In its comment on the proposal, Southwest argued that 12 months was not enough time for the company to inspect the 732 engines in its fleet that are subject to the directive. The airline also complained that the recommendation did not account for the fans that were already inspected and the findings rate, advocating a more “data-informed AD compliance time.” In other words, Southwest suggested that since few issues were detected during their previous inspections, there is no need for the inspections to be done within 12 months.
Southwest wrote in a statement that although it opposed the airworthiness directive proposed by CFM, it had nonetheless completed the inspections recommended by the manufacturer last year. However, the airline has declined to say whether the engine that exploded on Tuesday had been inspected. Southwest pledged Tuesday to inspect the remainder of its fleet within 30 days.

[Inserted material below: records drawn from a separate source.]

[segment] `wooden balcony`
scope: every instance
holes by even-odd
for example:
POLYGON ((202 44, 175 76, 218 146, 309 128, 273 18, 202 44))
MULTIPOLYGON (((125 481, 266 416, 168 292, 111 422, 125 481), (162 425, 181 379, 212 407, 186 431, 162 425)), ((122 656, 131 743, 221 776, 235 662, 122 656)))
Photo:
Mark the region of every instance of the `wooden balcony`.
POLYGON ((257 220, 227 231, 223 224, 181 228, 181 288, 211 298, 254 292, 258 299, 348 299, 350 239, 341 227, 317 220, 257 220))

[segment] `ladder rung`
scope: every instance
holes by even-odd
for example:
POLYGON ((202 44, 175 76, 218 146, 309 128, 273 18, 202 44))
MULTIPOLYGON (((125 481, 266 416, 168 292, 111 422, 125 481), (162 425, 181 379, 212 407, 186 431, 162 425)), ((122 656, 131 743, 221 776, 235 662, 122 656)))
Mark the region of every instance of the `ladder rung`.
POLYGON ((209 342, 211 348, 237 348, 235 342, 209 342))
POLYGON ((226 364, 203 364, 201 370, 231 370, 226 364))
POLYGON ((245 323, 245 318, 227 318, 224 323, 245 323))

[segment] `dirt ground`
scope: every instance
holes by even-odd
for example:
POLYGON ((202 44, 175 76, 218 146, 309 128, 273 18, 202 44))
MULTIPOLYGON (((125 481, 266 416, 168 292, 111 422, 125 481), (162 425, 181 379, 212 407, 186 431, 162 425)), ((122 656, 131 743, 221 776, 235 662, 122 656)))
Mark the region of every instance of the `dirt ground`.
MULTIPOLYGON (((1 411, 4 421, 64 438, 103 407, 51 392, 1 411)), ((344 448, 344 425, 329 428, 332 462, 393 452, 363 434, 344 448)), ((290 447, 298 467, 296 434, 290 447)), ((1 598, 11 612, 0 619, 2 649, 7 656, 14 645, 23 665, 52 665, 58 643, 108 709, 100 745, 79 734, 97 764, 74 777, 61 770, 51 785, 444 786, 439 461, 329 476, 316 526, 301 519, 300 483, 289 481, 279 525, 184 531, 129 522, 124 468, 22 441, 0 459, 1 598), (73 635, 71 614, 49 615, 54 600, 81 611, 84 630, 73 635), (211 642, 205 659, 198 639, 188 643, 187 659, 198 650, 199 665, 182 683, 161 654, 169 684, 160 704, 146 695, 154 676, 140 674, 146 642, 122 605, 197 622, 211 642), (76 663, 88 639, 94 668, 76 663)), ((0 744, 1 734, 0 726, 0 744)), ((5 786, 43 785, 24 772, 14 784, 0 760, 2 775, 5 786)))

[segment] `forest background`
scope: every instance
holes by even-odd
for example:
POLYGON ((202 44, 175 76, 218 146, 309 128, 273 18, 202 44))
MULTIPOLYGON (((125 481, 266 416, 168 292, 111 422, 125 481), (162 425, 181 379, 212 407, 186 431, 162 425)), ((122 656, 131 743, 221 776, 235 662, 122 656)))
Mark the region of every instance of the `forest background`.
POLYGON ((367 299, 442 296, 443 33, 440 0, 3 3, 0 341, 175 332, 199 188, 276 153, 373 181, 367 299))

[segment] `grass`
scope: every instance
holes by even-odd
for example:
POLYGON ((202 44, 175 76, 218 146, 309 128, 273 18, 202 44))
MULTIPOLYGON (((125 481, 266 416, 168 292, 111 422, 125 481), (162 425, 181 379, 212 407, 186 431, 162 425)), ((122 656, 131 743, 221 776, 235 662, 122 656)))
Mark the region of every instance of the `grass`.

A spokesman for CFM told Gizmodo that the engine involved in Tuesday’s incident was not subject to the Service Bulletins issued following the 2016 incident, and that Southwest had implemented the recommended inspections. If true, this would indicate that the problem is much more widespread than the manufacturer had previously stated.
It has also been revealed that Southwest Airlines mechanics have raised numerous safety concerns, which have been dismissed by the airline as a bargaining tactic during ongoing contract negotiations.
In a February 26 email to Southwest Airlines Chief Operating Officer Mike van de Ven obtained by the Chicago Business Journal, Aircraft Mechanics Fraternal Association director Bret Oestreich warned: “The truth is that there exists a concern regarding the degradation of safety within Southwest’s maintenance program as determined by the Federal Aviation Administration.” He went on to denounce management’s “ostrich-like head-in-the-sand approach to the problems that exist within our maintenance program and culture.”
Southwest Airlines, which took in $21.2 billion in revenue last year, operates on a low-cost model that offers cheap tickets for passengers willing to forego standard amenities offered by other airlines. In keeping with its overall business model, Southwest reportedly contracts out most of its maintenance to third-party companies, which often employ low-paid workers in impoverished countries where safety regulations are less stringent.
In the wake of Tuesday’s tragedy, the FAA announced that it will require inspections of all CFM56-7B engines that have flown a certain number of miles. This measure, which comes after the agency dragged its feet on the aforementioned Airworthiness Directive for months, is little more than a cosmetic measure designed to cover for the greed and negligence of the airlines.
The only solution to prevent future such incidents is to bring the airlines and all other transportation infrastructure under the democratic control of the working class, to be run as public services.